Gli autori hanno analizzato gli effetti sugli animali, e la prima scoperta è già di quelle che fanno alzare le sopracciglia: l’inchiostro non rimane affatto confinato alla pelle. In poche ore entra nel sistema linfatico e si accumula nei linfonodi, che sono un po’ le sentinelle del nostro sistema immunitario. Fin qui, lo si sospettava da tempo. Ora però c’è la conferma sperimentale, accompagnata da un dettaglio non irrilevante: l’inchiostro induce una risposta infiammatoria in due tempi. Una fase acuta, che dura un paio di giorni, e una fase cronica che può trascinarsi per anni.

Ed è quest’ultima a preoccupare. I pigmenti vengono assorbiti dai macrofagi, le cellule che di solito divorano ciò che non dovrebbe stare nel nostro corpo. Peccato che, in questo caso, non riescano a “digerire” l’inchiostro. Lo inglobano, ci provano, falliscono, e alla fine muoiono. Da qui nasce una sorta di circolo vizioso: altre cellule intervengono, lo stesso pigmento continua a essere presente, la reazione immunitaria non si spegne mai del tutto. Il fenomeno è più evidente con i colori rosso e nero, quelli che – guarda caso – dominano nel mercato.

Secondo gli autori, questa presenza continua dell’inchiostro nei linfonodi finisce per coinvolgere anche le cellule nuove, quelle che dovrebbero svolgere il loro lavoro senza ereditare problemi. È un po’ come se il sistema immunitario dovesse convivere con un ingombro costante, e alla lunga ne risentisse. Non solo: lo studio suggerisce che i tatuaggi potrebbero ridurre l’efficacia dei vaccini. Un’ipotesi che, anche solo a nominarla, farà gola ai no vax, prontissimi a tirarla per la giacchetta (perché vaccinarsi se basta un tatuaggio a ridurne l’efficacia?)

Ad ogni modo la verità, confermata dagli stessi ricercatori, è che non ci sono prove certe di un legame tra tatuaggi e lo sviluppo di tumori. È una questione aperta, su cui si discute da anni e su cui si continuerà a discutere. Questo studio non arriva a dare risposte definitive, ma suggerisce che servono controlli rigorosi sui pigmenti e procedure standardizzate. Non demonizza i tatuaggi, ma ci ricorda che, proprio perché li abbiamo normalizzati, forse dovremmo anche pretendere più sicurezza. E più trasparenza.
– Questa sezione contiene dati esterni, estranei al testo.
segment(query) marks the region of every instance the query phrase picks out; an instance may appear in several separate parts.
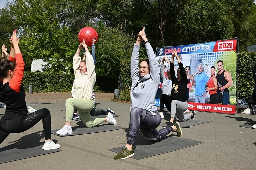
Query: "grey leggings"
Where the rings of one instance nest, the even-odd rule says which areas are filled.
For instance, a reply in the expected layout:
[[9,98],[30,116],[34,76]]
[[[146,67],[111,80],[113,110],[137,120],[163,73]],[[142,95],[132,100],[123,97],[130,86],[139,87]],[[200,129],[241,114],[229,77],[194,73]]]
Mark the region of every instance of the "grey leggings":
[[159,131],[156,129],[161,123],[161,116],[157,110],[154,115],[147,110],[134,107],[131,110],[129,135],[127,144],[132,145],[139,129],[148,139],[155,142],[160,141],[163,137],[172,131],[172,127],[163,128]]
[[182,102],[173,100],[171,105],[171,117],[174,118],[175,115],[180,121],[184,122],[191,118],[190,114],[184,115],[183,112],[188,109],[188,104],[187,101]]

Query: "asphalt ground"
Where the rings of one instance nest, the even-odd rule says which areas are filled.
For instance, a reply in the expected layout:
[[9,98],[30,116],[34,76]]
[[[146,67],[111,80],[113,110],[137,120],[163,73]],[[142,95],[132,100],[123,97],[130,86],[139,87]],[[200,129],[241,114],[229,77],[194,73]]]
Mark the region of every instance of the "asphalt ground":
[[[28,105],[39,109],[48,108],[52,117],[52,129],[64,125],[64,96],[69,93],[35,93],[27,95],[27,102],[53,102],[53,104]],[[69,94],[70,95],[70,94]],[[105,95],[104,99],[101,95]],[[54,97],[52,97],[52,95]],[[111,102],[108,99],[113,94],[96,94],[97,107],[110,107],[123,116],[115,117],[117,125],[129,126],[130,104]],[[62,102],[60,101],[62,101]],[[0,108],[0,114],[4,109]],[[181,137],[204,142],[198,145],[140,160],[131,158],[114,159],[116,153],[108,150],[124,146],[126,142],[124,129],[86,135],[60,137],[52,134],[63,151],[2,164],[0,169],[255,169],[256,168],[256,129],[238,127],[244,122],[256,121],[256,115],[231,115],[197,112],[196,119],[212,122],[182,128]],[[167,122],[162,120],[162,122]],[[78,121],[71,125],[77,126]],[[107,124],[107,123],[103,123]],[[158,127],[158,130],[163,128]],[[44,141],[41,135],[41,122],[24,132],[11,134],[1,144],[1,147],[16,141],[32,138]],[[127,131],[127,129],[126,130]],[[170,134],[176,134],[171,132]],[[140,135],[136,139],[144,137]]]

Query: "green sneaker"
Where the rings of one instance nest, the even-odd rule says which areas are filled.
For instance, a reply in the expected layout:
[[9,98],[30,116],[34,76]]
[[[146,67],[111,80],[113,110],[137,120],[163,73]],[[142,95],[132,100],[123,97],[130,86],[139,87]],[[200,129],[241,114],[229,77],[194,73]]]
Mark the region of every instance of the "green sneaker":
[[181,137],[182,135],[182,130],[181,130],[181,128],[180,128],[180,123],[178,122],[176,122],[173,123],[173,125],[175,126],[177,129],[176,130],[176,133],[177,133],[177,136],[178,137]]
[[127,148],[124,146],[122,149],[121,152],[114,157],[114,159],[118,160],[124,159],[130,157],[132,157],[133,155],[134,155],[133,146],[132,146],[132,151],[129,151],[127,149]]

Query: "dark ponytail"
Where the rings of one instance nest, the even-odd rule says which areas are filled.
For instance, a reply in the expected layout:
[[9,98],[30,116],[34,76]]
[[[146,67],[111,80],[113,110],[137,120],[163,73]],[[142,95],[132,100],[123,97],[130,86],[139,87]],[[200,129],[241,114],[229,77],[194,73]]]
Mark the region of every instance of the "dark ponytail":
[[16,66],[14,62],[9,60],[0,63],[0,79],[7,77],[9,70],[13,71]]

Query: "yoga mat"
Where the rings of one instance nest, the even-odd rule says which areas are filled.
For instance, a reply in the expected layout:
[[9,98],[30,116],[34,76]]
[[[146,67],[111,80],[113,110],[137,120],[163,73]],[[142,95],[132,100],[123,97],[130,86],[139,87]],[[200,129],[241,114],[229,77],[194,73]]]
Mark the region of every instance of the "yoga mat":
[[55,135],[60,137],[63,137],[106,132],[107,131],[111,131],[111,130],[115,130],[125,128],[124,127],[122,127],[122,126],[119,126],[112,124],[105,124],[99,125],[91,128],[81,127],[80,126],[72,127],[73,133],[71,134],[67,134],[64,135],[58,135],[56,133],[56,132],[57,130],[58,130],[59,129],[52,130],[51,130],[51,133]]
[[[159,142],[147,145],[135,145],[134,155],[131,158],[138,160],[181,149],[202,144],[203,142],[179,137],[176,136],[167,137]],[[109,149],[118,153],[124,146]]]
[[[204,123],[209,123],[209,122],[212,122],[211,121],[199,120],[199,119],[189,119],[185,122],[180,122],[180,127],[184,128],[185,127],[189,127],[193,126],[196,126],[196,125],[198,125],[201,124],[203,124]],[[159,126],[165,127],[167,125],[166,123],[168,122],[161,123]]]
[[40,142],[38,144],[40,145],[33,147],[29,145],[30,143],[24,143],[22,145],[17,146],[17,148],[8,145],[0,148],[0,164],[62,151],[60,148],[43,150],[42,147],[44,143]]
[[[78,115],[79,114],[78,114]],[[91,117],[92,117],[92,118],[94,119],[96,119],[96,118],[104,118],[104,117],[106,117],[107,115],[108,115],[107,114],[102,114],[102,115],[98,115],[97,116],[92,116],[91,115]],[[122,115],[113,115],[113,117],[119,117],[119,116],[122,116]],[[64,118],[66,118],[65,117],[64,117]],[[0,117],[0,118],[1,118],[1,117]],[[73,119],[72,120],[72,121],[80,121],[81,119],[80,119],[80,118],[79,119]]]
[[31,103],[27,103],[27,105],[38,105],[39,104],[52,104],[54,103],[52,102],[32,102]]
[[243,127],[243,128],[252,128],[252,127],[256,123],[256,122],[248,122],[244,123],[244,124],[242,125],[240,125],[238,126]]

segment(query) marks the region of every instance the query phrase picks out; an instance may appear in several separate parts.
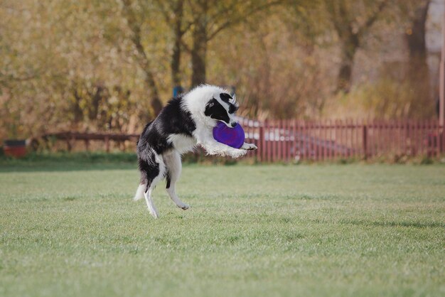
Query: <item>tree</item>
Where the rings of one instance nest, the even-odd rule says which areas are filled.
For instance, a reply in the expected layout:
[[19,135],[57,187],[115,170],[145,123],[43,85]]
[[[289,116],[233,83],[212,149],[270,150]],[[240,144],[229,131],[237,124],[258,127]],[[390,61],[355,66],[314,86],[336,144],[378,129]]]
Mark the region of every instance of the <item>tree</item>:
[[122,0],[124,16],[126,18],[128,27],[132,32],[131,40],[136,48],[136,58],[141,69],[145,74],[145,82],[148,87],[149,96],[151,103],[151,107],[155,115],[157,115],[162,109],[162,102],[159,97],[159,91],[154,79],[154,75],[151,72],[150,60],[145,53],[142,45],[141,36],[141,23],[134,13],[134,3],[132,0]]
[[254,14],[282,4],[280,0],[191,0],[188,1],[191,45],[183,43],[191,55],[191,87],[206,82],[208,43],[224,30],[247,21]]
[[354,58],[390,0],[322,0],[338,37],[341,64],[336,91],[349,92]]

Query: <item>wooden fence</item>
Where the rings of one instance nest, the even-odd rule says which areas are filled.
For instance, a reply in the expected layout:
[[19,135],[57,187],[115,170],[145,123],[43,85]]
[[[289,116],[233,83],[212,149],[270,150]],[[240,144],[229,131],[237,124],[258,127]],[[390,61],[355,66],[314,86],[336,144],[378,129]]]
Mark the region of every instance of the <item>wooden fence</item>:
[[367,159],[379,156],[439,156],[445,132],[431,121],[318,121],[242,119],[249,153],[261,162]]
[[[436,157],[445,152],[445,131],[431,121],[318,121],[241,119],[246,141],[258,150],[247,157],[260,162],[294,162],[336,159],[366,159],[380,156]],[[138,134],[60,132],[48,134],[66,141],[68,150],[82,141],[87,150],[90,141],[136,144]]]

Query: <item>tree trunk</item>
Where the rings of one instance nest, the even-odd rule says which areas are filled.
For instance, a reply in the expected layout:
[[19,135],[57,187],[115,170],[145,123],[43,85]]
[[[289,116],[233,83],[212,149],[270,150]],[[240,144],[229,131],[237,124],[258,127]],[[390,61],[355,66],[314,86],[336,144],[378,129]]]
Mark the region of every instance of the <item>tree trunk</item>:
[[[418,100],[423,102],[425,110],[434,109],[434,100],[427,63],[426,43],[426,23],[430,0],[423,1],[414,12],[410,31],[405,34],[409,60],[408,60],[408,78],[414,87],[413,92]],[[429,109],[427,107],[430,107]]]
[[344,92],[348,93],[352,86],[354,57],[360,43],[358,36],[352,35],[343,40],[342,44],[341,63],[337,78],[336,92]]
[[425,41],[427,17],[429,0],[424,1],[415,11],[411,30],[405,35],[411,58],[421,58],[426,60],[427,43]]
[[145,83],[149,87],[149,96],[150,97],[150,103],[153,109],[154,116],[156,117],[162,109],[162,102],[159,97],[159,92],[158,92],[158,87],[154,81],[154,77],[150,71],[145,71]]
[[182,18],[183,15],[183,1],[179,0],[173,8],[175,23],[173,27],[174,40],[170,68],[171,70],[171,82],[173,87],[181,86],[181,44],[183,32],[182,31]]
[[193,32],[193,47],[191,50],[191,87],[205,83],[205,55],[207,54],[207,31],[205,25],[197,23]]

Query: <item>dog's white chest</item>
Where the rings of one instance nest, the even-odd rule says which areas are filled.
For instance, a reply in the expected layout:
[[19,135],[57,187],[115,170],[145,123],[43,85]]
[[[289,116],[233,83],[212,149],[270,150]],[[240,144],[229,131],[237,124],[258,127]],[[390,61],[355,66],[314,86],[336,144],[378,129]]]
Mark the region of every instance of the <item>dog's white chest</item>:
[[196,145],[196,140],[193,137],[183,134],[171,134],[168,136],[168,140],[179,153],[190,151]]

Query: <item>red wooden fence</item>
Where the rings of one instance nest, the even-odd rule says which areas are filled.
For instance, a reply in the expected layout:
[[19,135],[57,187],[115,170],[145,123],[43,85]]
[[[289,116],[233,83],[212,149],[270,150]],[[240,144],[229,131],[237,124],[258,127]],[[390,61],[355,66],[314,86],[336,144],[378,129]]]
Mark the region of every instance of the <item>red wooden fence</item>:
[[[268,120],[242,119],[246,141],[258,150],[247,157],[260,162],[366,159],[379,156],[439,156],[445,153],[445,131],[436,120],[357,121]],[[138,134],[61,132],[45,137],[64,140],[69,150],[75,141],[130,141],[136,144]]]
[[242,119],[250,152],[261,162],[328,161],[393,156],[439,156],[445,152],[445,131],[437,121]]

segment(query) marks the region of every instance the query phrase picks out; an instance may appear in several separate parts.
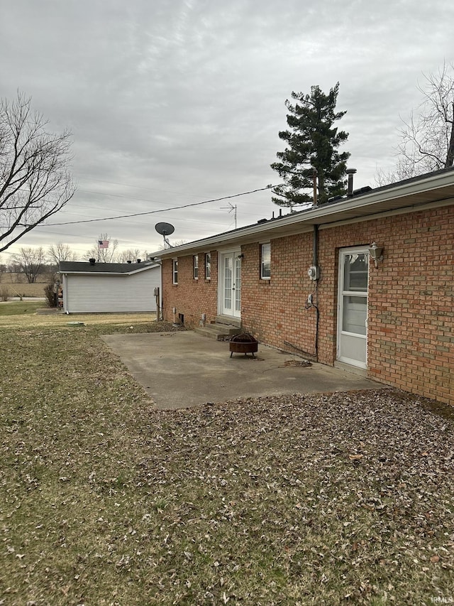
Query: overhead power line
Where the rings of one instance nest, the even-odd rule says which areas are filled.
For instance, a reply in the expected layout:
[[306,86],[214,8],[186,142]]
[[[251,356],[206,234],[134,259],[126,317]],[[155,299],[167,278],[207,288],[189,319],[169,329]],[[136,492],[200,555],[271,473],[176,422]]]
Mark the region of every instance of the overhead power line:
[[223,200],[229,200],[233,198],[239,198],[241,195],[248,195],[256,192],[262,192],[265,190],[271,189],[272,188],[277,187],[277,185],[267,185],[266,188],[260,188],[257,190],[252,190],[249,192],[242,192],[241,193],[233,194],[233,195],[225,195],[222,198],[216,198],[212,200],[204,200],[203,202],[194,202],[192,204],[184,204],[181,206],[171,206],[169,208],[161,208],[159,210],[148,210],[146,212],[133,212],[131,215],[118,215],[116,217],[104,217],[102,219],[84,219],[81,221],[65,221],[62,223],[45,223],[45,225],[72,225],[76,223],[94,223],[99,221],[111,221],[114,219],[128,219],[131,217],[143,217],[145,215],[155,215],[157,212],[167,212],[169,210],[178,210],[182,208],[189,208],[191,206],[199,206],[201,204],[208,204],[211,202],[221,202]]

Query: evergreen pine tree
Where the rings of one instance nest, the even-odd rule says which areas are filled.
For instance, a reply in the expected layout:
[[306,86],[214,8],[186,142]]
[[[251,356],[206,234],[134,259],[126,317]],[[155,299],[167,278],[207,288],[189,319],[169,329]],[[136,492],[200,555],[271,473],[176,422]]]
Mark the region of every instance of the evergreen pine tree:
[[314,168],[317,171],[319,202],[345,193],[343,178],[350,153],[339,153],[338,148],[347,140],[348,133],[333,127],[346,113],[336,112],[339,82],[328,94],[313,86],[310,94],[292,93],[292,99],[297,100],[294,105],[288,99],[285,102],[290,129],[281,131],[279,136],[288,146],[277,152],[279,161],[271,165],[284,181],[273,189],[277,196],[272,198],[275,204],[293,207],[311,202],[312,193],[301,190],[313,191]]

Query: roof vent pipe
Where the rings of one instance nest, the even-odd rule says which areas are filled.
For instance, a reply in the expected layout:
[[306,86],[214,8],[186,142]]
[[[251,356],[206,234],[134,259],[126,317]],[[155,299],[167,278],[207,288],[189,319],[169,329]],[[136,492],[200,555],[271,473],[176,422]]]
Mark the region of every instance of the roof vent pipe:
[[353,196],[353,175],[356,173],[356,168],[347,168],[345,171],[348,175],[348,188],[347,190],[347,195],[348,198]]
[[317,169],[312,167],[313,205],[317,205]]

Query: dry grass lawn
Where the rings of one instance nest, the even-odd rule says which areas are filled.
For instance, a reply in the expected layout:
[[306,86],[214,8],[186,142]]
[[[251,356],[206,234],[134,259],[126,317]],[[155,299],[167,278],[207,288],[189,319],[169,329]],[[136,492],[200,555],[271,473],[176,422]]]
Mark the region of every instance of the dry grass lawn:
[[50,277],[39,276],[38,281],[29,284],[23,274],[0,273],[0,293],[7,291],[10,297],[43,297]]
[[99,339],[172,329],[145,316],[0,318],[0,604],[454,600],[452,409],[383,389],[156,411]]

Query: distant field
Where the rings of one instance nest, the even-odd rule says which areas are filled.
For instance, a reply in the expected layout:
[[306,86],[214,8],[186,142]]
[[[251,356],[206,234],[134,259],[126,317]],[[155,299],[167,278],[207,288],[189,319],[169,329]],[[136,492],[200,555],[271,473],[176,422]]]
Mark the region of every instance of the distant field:
[[39,281],[29,284],[22,274],[0,274],[0,295],[4,290],[9,297],[43,297],[45,285],[50,281],[48,276],[40,276]]

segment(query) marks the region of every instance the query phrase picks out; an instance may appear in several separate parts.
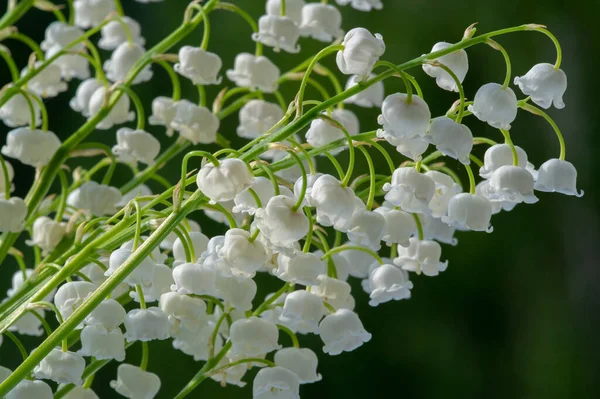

In fondo, il tatuaggio come gesto personale resta sacro: è identità, scelta, memoria. Ma la pelle, da sola, non basta a contenerne le conseguenze. E se davvero una parte dei pigmenti se ne va in giro per il sistema linfatico per anni, allora forse è il momento di discutere non solo dell’estetica, ma della biologia. Senza toni apocalittici, certo, ma anche senza la leggerezza con cui, per troppo tempo, abbiamo trattato la questione.